La règle que le contrat d'assurance est un contrat d'indemnité reste donc en vigueur. Elle n'est pas destinée à légitimer le contrat d'assurance en le distinguant du jeu ou du pari, mais elle marque la limite qui détermine l'utilité du contrat. L'assurance qui n'est pas purement indemnitaire peut être dangereuse au point de vue social. Le contrat ne change pas de nature, mais le but poursuivi par les parties n'est plus le même. La loi commerciale ne doit pas reconnaître un contrat qui ne présente pas d'utilité dans les relations commerciales et peut favoriser l'inaction coupable ou l'action criminelle de l'un des contractants.

Le problème se réduit donc en définitive à proscrire au nom du principe indemnitaire les assurances sans utilité réelle, source de gains qui pourraient être trop facilement illicites. C'est une question de mesure. Le législateur doit prévenir le danger et témoigner d'une sévérité d'autant plus grande qu'il lui paraît plus sérieux.

 

2365. - B. Extension de l'assurance. - Différents aspects. - Le contrat d'assurance maritime, dégagé des contrats voisins, et arrivé à une vie juridique indépendante, a vu peu à peu son champ d'application s'étendre.

Cette extension peut être envisagée à trois points de vue d'abord les risques couverts par l'assurance ont augmenté ; en second lieu les parties ont conclu des contrats susceptibles de s'adapter aux intérêts des assurés ; enfin l'assurance a créé des rapports nouveaux entre assureurs.

2366. – 1° Extension des risques couverts par l'assurance. - La police usitée encore aujourd'hui par le Lloyd anglais, mais avec de très importantes modifications, reproduit l'ancienne formule d'une police de 1779. Cette police reproduisait elle-même une formule plus ancienne imitée des polices italiennes. On peut donc se faire une idée par la lecture de ce contrat de la nature des risques qui étaient autrefois garantis par l'assurance maritime. L'assureur garantit le marchand' contre les récifs, écueils et tempêtes et contre les prises et captures par l'ennemi, corsaires, pirates et voleurs.

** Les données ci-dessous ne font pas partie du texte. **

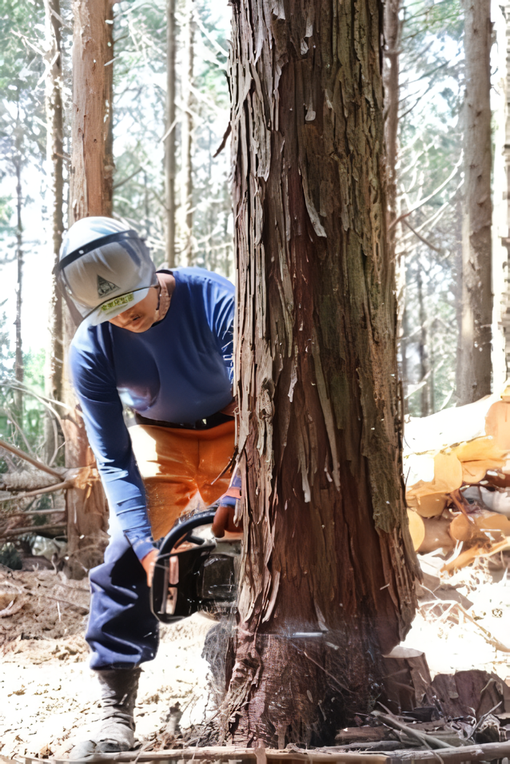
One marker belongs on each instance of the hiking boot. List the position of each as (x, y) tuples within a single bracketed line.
[(117, 731)]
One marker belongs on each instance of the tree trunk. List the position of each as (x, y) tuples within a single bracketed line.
[(501, 197), (422, 346), (91, 194), (187, 135), (18, 354), (170, 134), (54, 153), (91, 168), (392, 27), (475, 342), (327, 582)]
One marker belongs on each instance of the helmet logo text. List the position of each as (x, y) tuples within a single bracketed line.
[(104, 287)]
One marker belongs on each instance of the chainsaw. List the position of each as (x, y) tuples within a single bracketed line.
[(195, 571)]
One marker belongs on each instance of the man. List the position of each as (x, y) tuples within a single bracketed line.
[(161, 343)]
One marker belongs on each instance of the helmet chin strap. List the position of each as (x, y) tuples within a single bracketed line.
[(163, 302)]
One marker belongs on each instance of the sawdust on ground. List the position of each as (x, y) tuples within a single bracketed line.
[(49, 696)]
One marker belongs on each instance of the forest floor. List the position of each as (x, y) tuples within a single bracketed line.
[(48, 695)]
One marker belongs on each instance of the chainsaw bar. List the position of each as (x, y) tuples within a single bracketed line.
[(195, 571)]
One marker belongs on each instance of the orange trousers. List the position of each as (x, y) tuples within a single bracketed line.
[(177, 464)]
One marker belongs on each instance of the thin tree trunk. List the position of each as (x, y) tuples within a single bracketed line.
[(18, 355), (170, 134), (422, 346), (54, 154), (92, 109), (91, 194), (187, 135), (475, 341), (392, 27), (327, 581), (109, 164)]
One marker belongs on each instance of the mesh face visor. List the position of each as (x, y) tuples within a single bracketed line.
[(106, 276)]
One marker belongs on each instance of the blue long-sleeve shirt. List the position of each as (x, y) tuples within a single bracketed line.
[(179, 370)]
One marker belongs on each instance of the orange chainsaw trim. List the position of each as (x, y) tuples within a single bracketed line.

Ce sont les seuls risques garantis. L'assuré reste à découvert pour toutes les avaries. causées au navire par les événements normaux de la navigation et pour -toute détérioration de la cargaison pendant le voyage. De plus, même quand le risque est couvert par l'assurance, on ne tient pas compte des avaries peu importantes. Enfin, pour certaines marchandises, les assureurs ne promettent d'indemnité que s'il y a sinistre majeur.

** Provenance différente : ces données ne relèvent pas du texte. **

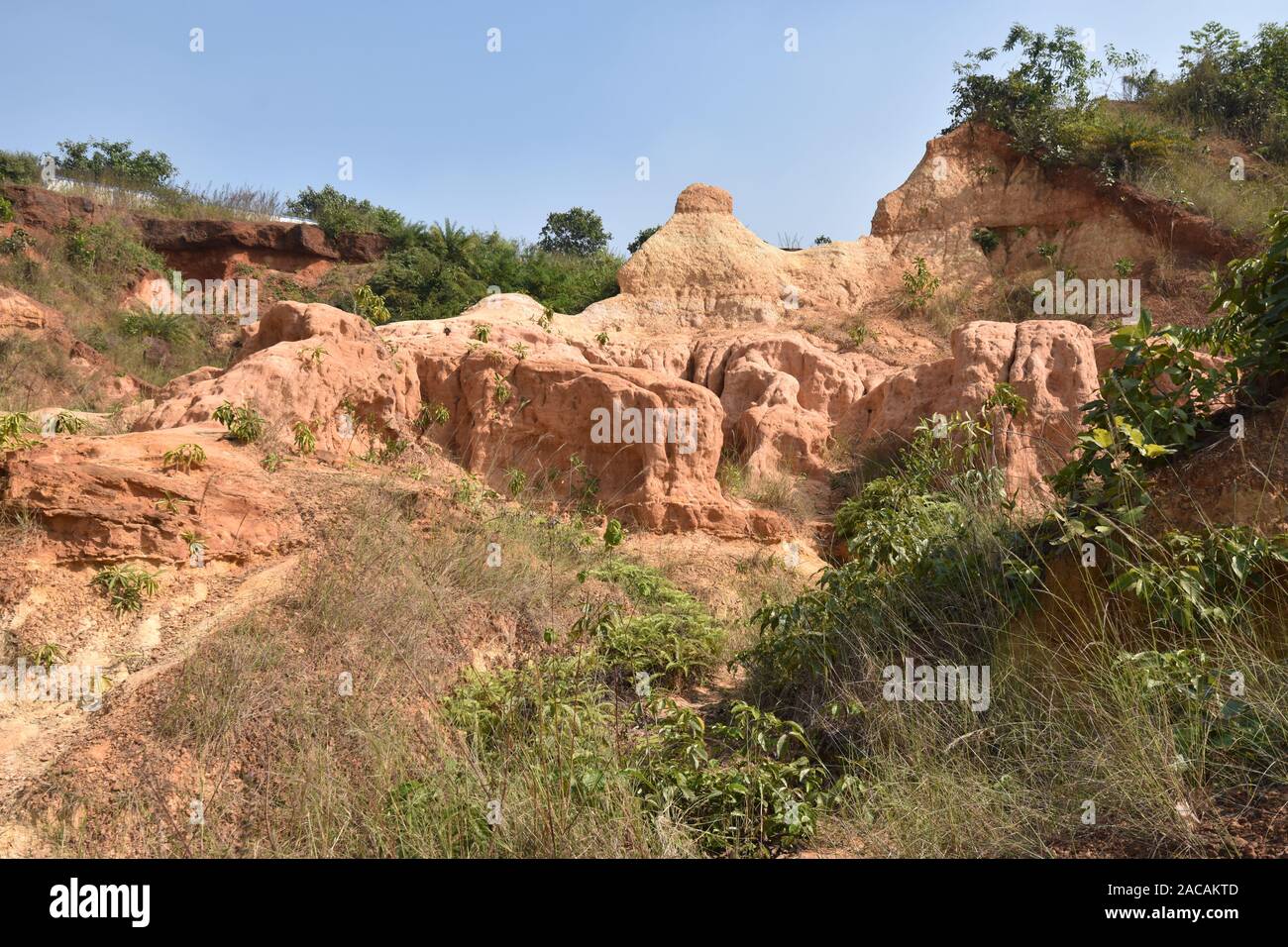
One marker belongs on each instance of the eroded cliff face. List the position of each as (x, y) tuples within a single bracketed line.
[(711, 351)]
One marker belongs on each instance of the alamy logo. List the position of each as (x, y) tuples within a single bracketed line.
[(1076, 296), (936, 684), (651, 425), (206, 298), (102, 900), (53, 684)]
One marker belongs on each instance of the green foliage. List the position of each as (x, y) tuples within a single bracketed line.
[(640, 239), (515, 480), (305, 441), (502, 392), (1190, 694), (919, 285), (47, 655), (336, 213), (745, 788), (922, 540), (578, 232), (115, 162), (67, 423), (18, 167), (673, 638), (1202, 581), (16, 243), (245, 424), (1037, 99), (170, 328), (1237, 86), (125, 586), (432, 412), (184, 458)]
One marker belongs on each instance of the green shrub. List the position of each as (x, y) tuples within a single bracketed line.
[(245, 424), (125, 586), (18, 167), (987, 240), (919, 285), (745, 788), (170, 328)]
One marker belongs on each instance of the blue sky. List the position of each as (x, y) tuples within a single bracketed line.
[(438, 127)]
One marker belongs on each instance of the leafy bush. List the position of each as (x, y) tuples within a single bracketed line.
[(18, 167), (305, 441), (184, 458), (1038, 99), (67, 423), (578, 232), (245, 424), (673, 639), (640, 239), (166, 326), (16, 243), (115, 162), (988, 240), (14, 428), (1233, 85), (125, 586), (336, 213), (432, 412), (745, 788)]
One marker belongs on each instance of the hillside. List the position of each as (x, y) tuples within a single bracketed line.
[(909, 545)]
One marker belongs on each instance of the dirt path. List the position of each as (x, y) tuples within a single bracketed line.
[(193, 604)]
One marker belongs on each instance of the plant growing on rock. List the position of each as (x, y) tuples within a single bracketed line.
[(125, 586), (183, 458), (67, 423), (987, 240), (613, 534), (432, 412), (245, 424), (312, 355), (13, 432), (918, 286), (47, 655), (515, 480), (305, 441)]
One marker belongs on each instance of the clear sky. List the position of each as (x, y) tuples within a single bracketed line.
[(439, 127)]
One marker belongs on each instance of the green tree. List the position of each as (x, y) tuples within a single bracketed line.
[(336, 213), (578, 232), (115, 162)]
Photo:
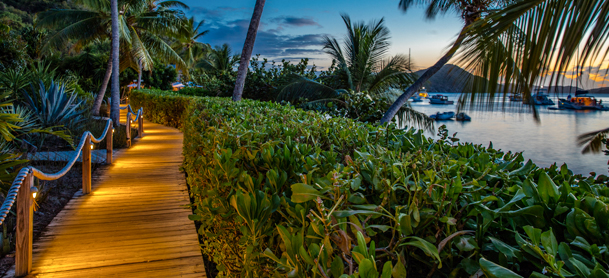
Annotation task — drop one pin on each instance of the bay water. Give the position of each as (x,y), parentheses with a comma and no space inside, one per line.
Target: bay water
(551,140)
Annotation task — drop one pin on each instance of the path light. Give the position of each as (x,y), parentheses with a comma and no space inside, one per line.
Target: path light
(34,191)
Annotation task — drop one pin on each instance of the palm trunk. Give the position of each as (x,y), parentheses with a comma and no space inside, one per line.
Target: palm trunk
(247,50)
(102,91)
(139,75)
(397,105)
(115,112)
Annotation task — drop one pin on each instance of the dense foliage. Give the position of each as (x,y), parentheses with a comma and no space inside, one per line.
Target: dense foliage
(282,191)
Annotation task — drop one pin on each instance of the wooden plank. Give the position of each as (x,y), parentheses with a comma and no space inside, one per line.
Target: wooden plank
(25,227)
(133,224)
(149,269)
(86,166)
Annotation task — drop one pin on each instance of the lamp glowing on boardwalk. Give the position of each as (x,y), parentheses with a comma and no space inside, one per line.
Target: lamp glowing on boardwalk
(34,191)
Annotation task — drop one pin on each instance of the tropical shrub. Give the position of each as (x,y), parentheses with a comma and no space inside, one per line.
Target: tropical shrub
(55,105)
(162,107)
(279,191)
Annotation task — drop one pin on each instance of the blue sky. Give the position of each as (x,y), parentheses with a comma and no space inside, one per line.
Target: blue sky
(294,29)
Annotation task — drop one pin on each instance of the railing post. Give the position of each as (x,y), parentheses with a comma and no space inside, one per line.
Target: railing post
(109,142)
(128,129)
(140,125)
(86,166)
(25,227)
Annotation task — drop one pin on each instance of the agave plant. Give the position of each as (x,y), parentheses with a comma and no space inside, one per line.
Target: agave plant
(13,80)
(55,106)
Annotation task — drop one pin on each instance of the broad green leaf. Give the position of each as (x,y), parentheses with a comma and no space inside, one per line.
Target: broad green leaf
(303,192)
(548,190)
(399,271)
(549,242)
(505,249)
(367,269)
(337,268)
(387,270)
(493,270)
(347,213)
(426,246)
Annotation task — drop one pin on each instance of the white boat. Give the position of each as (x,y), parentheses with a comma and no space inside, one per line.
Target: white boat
(463,117)
(420,95)
(516,97)
(541,97)
(440,99)
(581,102)
(443,116)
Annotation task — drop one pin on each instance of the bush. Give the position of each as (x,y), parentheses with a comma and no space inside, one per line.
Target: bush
(280,191)
(162,107)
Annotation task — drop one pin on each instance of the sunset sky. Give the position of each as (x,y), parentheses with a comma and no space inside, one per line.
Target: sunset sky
(294,29)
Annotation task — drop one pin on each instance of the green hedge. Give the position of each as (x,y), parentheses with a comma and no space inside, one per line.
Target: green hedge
(280,191)
(162,107)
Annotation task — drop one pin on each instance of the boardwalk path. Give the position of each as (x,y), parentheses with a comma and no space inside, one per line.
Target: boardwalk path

Si nous comparons cette police ancienne à la définition de l'assurance maritime donnée par la loi anglaise de 1906 (art. 1er), nous pouvons mesurer le progrès accompli. Cette loi définit l'assurance maritime : « un contrat par lequel l'assureur s'engage à indemniser l'assuré de la manière et dans les limites convenues contre les pertes maritimes, c'est-à-dire contre les pertes provenant d'un risque maritime (marine adventure) ». La formule de notre Code de commerce est tout aussi compréhensive : l'article 350, après avoir énuméré les risques à la charge de l'assureur, se termine par une formule aussi large que possible, « et généralement toutes les autres fortunes de mer».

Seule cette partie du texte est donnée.